中田宏市長が記者会見で民営化方針を発表したのは昨年4月。「きめ細かいサービスを増やすとともに、民営化で浮いた経費を一時保育や障害児保育の拡充にあてたい」などと説明した。来年度の4園に続き、05年度に民営化する4園も昨年12月に発表されている。
しかし、最初に民営化される4園の保護者は「知らされていなかった」「わざわざ市立を選んだ。全員が卒園してから民営化すべきだ」と反発。市の説明会も日程をめぐって意見が食い違い、開催が何度も延期されるなど対立が続いた。

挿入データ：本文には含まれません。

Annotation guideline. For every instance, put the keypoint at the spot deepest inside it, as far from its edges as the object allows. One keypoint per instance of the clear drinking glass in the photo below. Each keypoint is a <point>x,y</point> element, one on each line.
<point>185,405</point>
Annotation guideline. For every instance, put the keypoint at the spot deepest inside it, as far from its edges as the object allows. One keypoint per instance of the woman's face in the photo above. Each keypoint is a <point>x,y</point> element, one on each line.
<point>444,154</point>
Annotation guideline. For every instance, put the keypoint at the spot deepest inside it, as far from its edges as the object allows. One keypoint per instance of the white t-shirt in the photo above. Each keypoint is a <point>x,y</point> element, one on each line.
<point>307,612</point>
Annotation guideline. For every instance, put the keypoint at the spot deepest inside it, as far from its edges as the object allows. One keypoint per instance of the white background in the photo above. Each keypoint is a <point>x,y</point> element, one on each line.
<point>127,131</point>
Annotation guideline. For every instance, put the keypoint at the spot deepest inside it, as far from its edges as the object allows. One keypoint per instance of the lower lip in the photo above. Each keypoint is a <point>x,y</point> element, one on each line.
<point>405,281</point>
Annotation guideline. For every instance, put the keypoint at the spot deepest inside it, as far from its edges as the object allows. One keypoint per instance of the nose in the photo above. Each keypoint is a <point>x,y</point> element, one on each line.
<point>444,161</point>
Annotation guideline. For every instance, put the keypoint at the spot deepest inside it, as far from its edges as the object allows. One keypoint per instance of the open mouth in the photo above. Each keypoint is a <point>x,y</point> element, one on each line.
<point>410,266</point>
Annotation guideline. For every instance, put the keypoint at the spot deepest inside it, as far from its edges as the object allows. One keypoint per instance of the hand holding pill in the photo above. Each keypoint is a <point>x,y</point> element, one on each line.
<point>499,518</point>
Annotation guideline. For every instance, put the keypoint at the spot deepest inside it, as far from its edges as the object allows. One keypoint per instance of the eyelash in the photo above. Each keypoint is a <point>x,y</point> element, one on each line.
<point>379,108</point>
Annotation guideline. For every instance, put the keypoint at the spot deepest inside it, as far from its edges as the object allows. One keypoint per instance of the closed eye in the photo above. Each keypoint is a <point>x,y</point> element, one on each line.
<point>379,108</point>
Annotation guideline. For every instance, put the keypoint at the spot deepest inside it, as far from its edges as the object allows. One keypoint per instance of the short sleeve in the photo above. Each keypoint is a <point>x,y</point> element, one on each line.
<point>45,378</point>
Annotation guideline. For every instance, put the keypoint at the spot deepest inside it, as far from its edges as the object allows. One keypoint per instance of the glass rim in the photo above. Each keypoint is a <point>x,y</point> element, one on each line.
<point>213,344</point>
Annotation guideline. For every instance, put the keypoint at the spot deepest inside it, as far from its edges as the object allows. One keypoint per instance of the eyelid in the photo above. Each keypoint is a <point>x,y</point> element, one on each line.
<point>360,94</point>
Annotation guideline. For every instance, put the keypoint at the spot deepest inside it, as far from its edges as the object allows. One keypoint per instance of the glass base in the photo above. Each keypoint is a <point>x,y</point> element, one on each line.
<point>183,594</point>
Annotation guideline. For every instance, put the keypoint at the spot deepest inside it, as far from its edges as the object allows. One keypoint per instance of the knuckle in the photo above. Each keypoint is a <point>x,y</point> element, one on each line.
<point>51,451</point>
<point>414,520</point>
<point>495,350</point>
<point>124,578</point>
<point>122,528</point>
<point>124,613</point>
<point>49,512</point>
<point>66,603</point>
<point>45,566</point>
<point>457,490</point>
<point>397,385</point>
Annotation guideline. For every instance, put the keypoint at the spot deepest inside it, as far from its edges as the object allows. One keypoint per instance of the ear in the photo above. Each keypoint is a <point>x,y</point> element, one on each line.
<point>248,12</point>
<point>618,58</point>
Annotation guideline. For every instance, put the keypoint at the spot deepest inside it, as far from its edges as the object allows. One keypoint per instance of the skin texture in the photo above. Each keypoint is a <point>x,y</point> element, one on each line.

その後の説明会で市は「唐突な発表だった」と謝罪。従来の保育士と民営化後の新しい保育士が一緒に保育し、子どもの心理的負担を減らすなどの対応策を示して理解を求めたが、両者の溝は埋まっていない。
横浜地裁への訴えで、保護者らは「市が理由に挙げる『多様なニーズ』はあるのかどうかの根拠が薄弱で、民営化で満たされる保証もない」「環境が変わり、子どもへの心理的影響が大きい」などと主張している。
中田市長は民営化を急いだ理由について「いち早く保育所の条件を改善することが必要」などと説明している。 (02/13 15:03)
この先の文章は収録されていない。